It has been an educational and rewarding six months with A Drop in the Ocean. I have gained insight into a completely unique humanitarian organisation that has accomplished a lot, despite its small size. With a grassroots mentality and great voluntary commitment, the organisation is flexible and adapts to the needs of residents in refugee camps. I like that the organisation organises activities where refugees and other migrants can develop their skills for future work participation and further education, and that asylum seekers themselves can volunteer for A Drop in the Ocean alongside the international volunteer field workers.
I am proud to intern for a humanitarian organisation that is not afraid to raise their voice in political debates. Although A Drop in the Ocean has no political affiliation, it is important to support political measures aimed at strengthening the security situation for displaced persons. As an intern, I have mainly worked with political advocacy and communications. This has been right up my alley as a political science student.

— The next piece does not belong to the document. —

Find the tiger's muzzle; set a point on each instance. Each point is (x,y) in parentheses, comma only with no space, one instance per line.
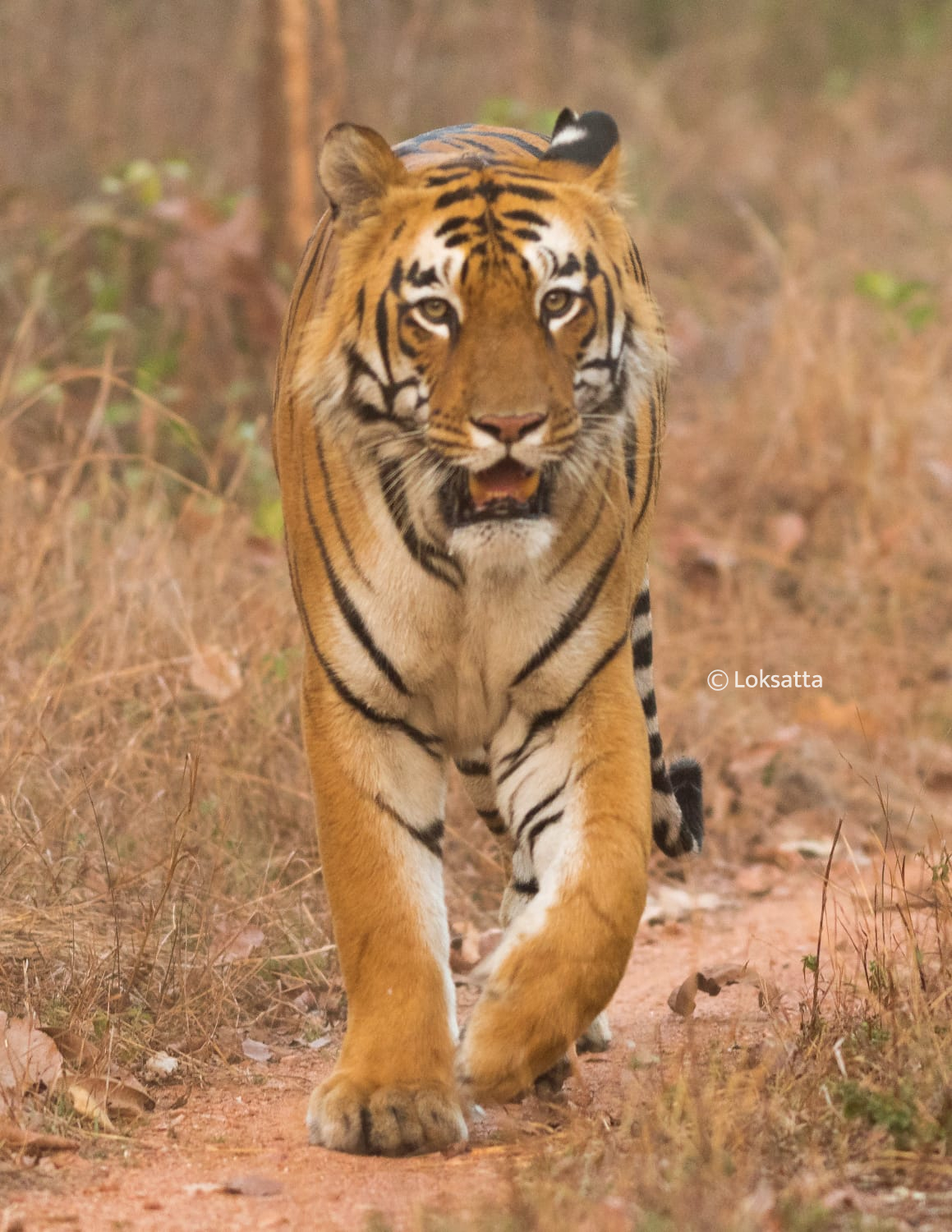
(504,492)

I am interested in how politicians portray the situation for refugees and other migrants, and what arguments they use to legitimise their political actions. There is a big gap between what politicians say they stand for and what they actually do. Our own government claims that Norway is the best at helping people forced to flee. At the same time, they are treating asylum seekers suspiciously when claiming that they are not “real refugees”. This creates a simplified and inadequate picture of the refugee situation and the migration processes that take place via the irregular travel routes to Europe.
Refugees and other migrants are being deprived of their voice and opportunity to fight for their rights. The politics pursued by Europe mean that refugees are physically disappearing from our borders, the media spotlight, and our everyday conversations. By being informed and supporting policies that ensure justice and equality for all migrants, we can help give displaced persons a voice. As part of this struggle, we need to take a critical look at the policies pursued in Norway and in Europe. I will continue this work through writing my master thesis this autumn and through further work for A Drop in the Ocean as an assistant.
I am incredibly grateful for my internship and the opportunity to apply the knowledge from my studies in a practical manner. I encourage anyone who wants to contribute to A Drop in the Ocean to get involved. Be a Drop and fight for the rights of refugees and other migrants. We must act, together we can make a difference.